Only export actor classes once. (#510)

* Only export actor classes once. * Fix linting. * Fixes after rebase.
2025-03-06 10:31:39 -05:00 · 2017-05-09 19:49:23 -07:00 · 2017-05-09 19:49:23 -07:00 · b4788ae518
commit b4788ae518
parent 118fac5619
2 changed files with 67 additions and 36 deletions
--- a/python/ray/actor.py
+++ b/python/ray/actor.py
@ -20,6 +20,10 @@ def random_actor_id():
  return ray.local_scheduler.ObjectID(random_string())


+def random_actor_class_id():
+  return random_string()
+
+
 def get_actor_method_function_id(attr):
  """Get the function ID corresponding to an actor method.

@ -36,15 +40,19 @@ def get_actor_method_function_id(attr):
  return ray.local_scheduler.ObjectID(function_id)


-def fetch_and_register_actor(key, worker):
-  """Import an actor."""
-  (driver_id, actor_id_str, actor_name,
-   module, pickled_class, assigned_gpu_ids,
-   actor_method_names) = worker.redis_client.hmget(
-       key, ["driver_id", "actor_id", "name", "module", "class", "gpu_ids",
-             "actor_method_names"])
-  actor_id = ray.local_scheduler.ObjectID(actor_id_str)
-  actor_name = actor_name.decode("ascii")
+def fetch_and_register_actor(actor_class_key, worker):
+  """Import an actor.
+
+  This will be called by the worker's import thread when the worker receives
+  the actor_class export, assuming that the worker is an actor for that class.
+  """
+  actor_id_str = worker.actor_id
+  (driver_id, class_id, class_name,
+   module, pickled_class, actor_method_names) = worker.redis_client.hmget(
+       actor_class_key, ["driver_id", "class_id", "class_name", "module",
+                         "class", "actor_method_names"])
+
+  actor_name = class_name.decode("ascii")
  module = module.decode("ascii")
  actor_method_names = json.loads(actor_method_names.decode("ascii"))

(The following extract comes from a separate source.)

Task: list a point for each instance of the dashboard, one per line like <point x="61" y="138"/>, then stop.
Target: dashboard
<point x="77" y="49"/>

@ -71,7 +79,7 @@ def fetch_and_register_actor(key, worker):
    traceback_str = ray.worker.format_error_message(traceback.format_exc())
    # Log the error message.
    worker.push_error_to_driver(driver_id, "register_actor", traceback_str,
-                                data={"actor_id": actor_id.id()})
+                                data={"actor_id": actor_id_str})
  else:
    # TODO(pcm): Why is the below line necessary?
    unpickled_class.__module__ = module
@ -192,13 +200,25 @@ def select_local_scheduler(local_schedulers, num_gpus, worker):
  return local_scheduler_id


-def export_actor(actor_id, Class, actor_method_names, num_cpus, num_gpus,
+def export_actor_class(class_id, Class, actor_method_names, worker):
+  if worker.mode is None:
+    raise NotImplemented("TODO(pcm): Cache actors")
+  key = b"ActorClass:" + class_id
+  d = {"driver_id": worker.task_driver_id.id(),
+       "class_name": Class.__name__,
+       "module": Class.__module__,
+       "class": pickling.dumps(Class),
+       "actor_method_names": json.dumps(list(actor_method_names))}
+  worker.redis_client.hmset(key, d)
+  worker.redis_client.rpush("Exports", key)
+
+
+def export_actor(actor_id, class_id, actor_method_names, num_cpus, num_gpus,
                 worker):
  """Export an actor to redis.

  Args:
    actor_id: The ID of the actor.
-    Class: Name of the class to be exported as an actor.
    actor_method_names (list): A list of the names of this actor's methods.
    num_cpus (int): The number of CPUs that this actor requires.
    num_gpus (int): The number of GPUs that this actor requires.
@ -208,11 +228,12 @@ def export_actor(actor_id, Class, actor_method_names, num_cpus, num_gpus,
    raise Exception("Actors cannot be created before Ray has been started. "
                    "You can start Ray with 'ray.init()'.")
  key = "Actor:{}".format(actor_id.id())
-  pickled_class = pickling.dumps(Class)

  # For now, all actor methods have 1 return value.
  driver_id = worker.task_driver_id.id()
  for actor_method_name in actor_method_names:
+    # TODO(rkn): When we create a second actor, we are probably overwriting
+    # the values from the first actor here. This may or may not be a problem.
    function_id = get_actor_method_function_id(actor_method_name).id()
    worker.function_properties[driver_id][function_id] = (1, num_cpus, 0)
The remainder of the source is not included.